Correspondence: A/Prof Yvonne Zurynski, Australian Paediatric Surveillance Unit, The Children's Hospital at Westmead, Locked Bag 4001, Westmead, NSW 2145, Australia. Fax: +02 98453082; email: yvonne.zurynski@health.nsw.gov.au

Abstract

Aims

To document risk factors, clinical features and outcomes in infants <6 months old admitted with laboratory-confirmed influenza to The Children's Hospital at Westmead during the H1N1-09 pandemic.

Methods

Prospective, hospital-based case series of infants admitted June–September 2009, identified by the Paediatric Active Enhanced Disease Surveillance system and supplemented by telephone interview post-discharge.

Results

Thirty-two infants <6 months old had influenza A: 18 H1N1-09, 11 H3N2 and three unknown subtypes.
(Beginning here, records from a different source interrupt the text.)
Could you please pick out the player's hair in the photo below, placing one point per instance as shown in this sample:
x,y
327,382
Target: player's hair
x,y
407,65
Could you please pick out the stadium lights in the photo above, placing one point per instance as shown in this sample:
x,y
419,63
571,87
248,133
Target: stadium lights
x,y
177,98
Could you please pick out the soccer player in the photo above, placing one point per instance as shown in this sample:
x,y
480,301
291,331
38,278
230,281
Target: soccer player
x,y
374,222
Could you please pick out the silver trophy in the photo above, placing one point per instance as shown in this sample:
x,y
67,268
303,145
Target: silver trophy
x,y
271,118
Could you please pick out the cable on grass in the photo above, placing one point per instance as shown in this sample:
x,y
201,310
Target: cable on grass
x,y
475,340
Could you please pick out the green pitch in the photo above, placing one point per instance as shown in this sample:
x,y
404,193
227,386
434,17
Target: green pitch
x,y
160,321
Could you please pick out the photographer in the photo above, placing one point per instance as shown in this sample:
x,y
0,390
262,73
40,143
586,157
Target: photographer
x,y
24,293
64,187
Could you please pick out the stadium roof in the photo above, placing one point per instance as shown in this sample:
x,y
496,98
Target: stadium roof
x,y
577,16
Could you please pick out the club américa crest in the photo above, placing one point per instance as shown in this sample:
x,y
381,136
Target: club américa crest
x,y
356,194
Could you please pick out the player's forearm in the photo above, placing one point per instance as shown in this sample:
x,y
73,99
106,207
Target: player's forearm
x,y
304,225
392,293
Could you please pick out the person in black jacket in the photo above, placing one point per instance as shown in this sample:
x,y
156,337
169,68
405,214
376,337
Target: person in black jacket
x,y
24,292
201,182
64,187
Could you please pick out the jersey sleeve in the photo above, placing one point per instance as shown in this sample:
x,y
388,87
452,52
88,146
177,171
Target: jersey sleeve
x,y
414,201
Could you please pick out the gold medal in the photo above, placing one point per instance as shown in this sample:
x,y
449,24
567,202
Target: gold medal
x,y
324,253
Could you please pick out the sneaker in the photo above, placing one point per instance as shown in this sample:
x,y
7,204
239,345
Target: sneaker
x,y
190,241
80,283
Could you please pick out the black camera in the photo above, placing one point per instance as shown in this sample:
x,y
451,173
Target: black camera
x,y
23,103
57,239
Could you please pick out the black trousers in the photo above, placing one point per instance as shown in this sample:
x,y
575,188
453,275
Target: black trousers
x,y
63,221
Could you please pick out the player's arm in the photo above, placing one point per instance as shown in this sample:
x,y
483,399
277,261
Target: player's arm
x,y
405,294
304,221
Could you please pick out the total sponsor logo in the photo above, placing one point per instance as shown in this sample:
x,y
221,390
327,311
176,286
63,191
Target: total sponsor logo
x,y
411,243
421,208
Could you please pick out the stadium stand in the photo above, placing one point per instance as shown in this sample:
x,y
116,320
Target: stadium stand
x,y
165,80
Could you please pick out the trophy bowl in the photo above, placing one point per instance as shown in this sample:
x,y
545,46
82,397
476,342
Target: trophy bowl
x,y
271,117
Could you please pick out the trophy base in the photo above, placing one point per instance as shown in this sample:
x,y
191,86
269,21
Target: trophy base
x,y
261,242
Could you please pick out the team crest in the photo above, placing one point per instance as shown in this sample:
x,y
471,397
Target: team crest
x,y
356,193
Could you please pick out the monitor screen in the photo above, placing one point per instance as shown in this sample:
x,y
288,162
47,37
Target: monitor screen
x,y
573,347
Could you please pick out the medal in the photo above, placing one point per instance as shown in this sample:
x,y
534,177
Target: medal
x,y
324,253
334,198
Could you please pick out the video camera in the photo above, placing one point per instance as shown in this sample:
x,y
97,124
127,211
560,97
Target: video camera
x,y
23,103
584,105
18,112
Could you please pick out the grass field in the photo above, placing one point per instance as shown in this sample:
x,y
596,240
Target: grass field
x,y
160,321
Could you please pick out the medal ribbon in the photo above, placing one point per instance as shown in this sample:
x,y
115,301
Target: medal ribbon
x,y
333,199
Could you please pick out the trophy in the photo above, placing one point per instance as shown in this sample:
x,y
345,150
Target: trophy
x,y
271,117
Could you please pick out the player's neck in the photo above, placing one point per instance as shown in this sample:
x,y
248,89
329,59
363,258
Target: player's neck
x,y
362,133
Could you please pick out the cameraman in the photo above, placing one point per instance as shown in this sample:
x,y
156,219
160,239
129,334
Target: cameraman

After discharge, 28 (88%) families were telephoned and provided additional information. Documented risk factors included close contact with young children (46%), living with a smoker (36%), intensive or special care at birth (25%), pre-existing illness (16%) and preterm birth (14%). The number of persons per household was double the state average. Only 14% of mothers were vaccinated against seasonal influenza. Infants commonly presented with cough (69%), coryza (69%), lethargy (38%), fever (31%), dyspnoea (31%) and vomiting (28%). Complications included pneumonia (22%), and bacterial (9%) and viral (6%) co-infection. Five infants (15%) required admission to intensive care, and one was mechanically ventilated. Sixteen (57%) had ongoing respiratory problems, and six (21%) presented to the Emergency Department within 6 months of discharge.

Conclusions

These novel data are clinically important. Rates of influenza in infants may be reduced by vaccinating close contacts and minimising exposure to infected contacts and cigarette smoke.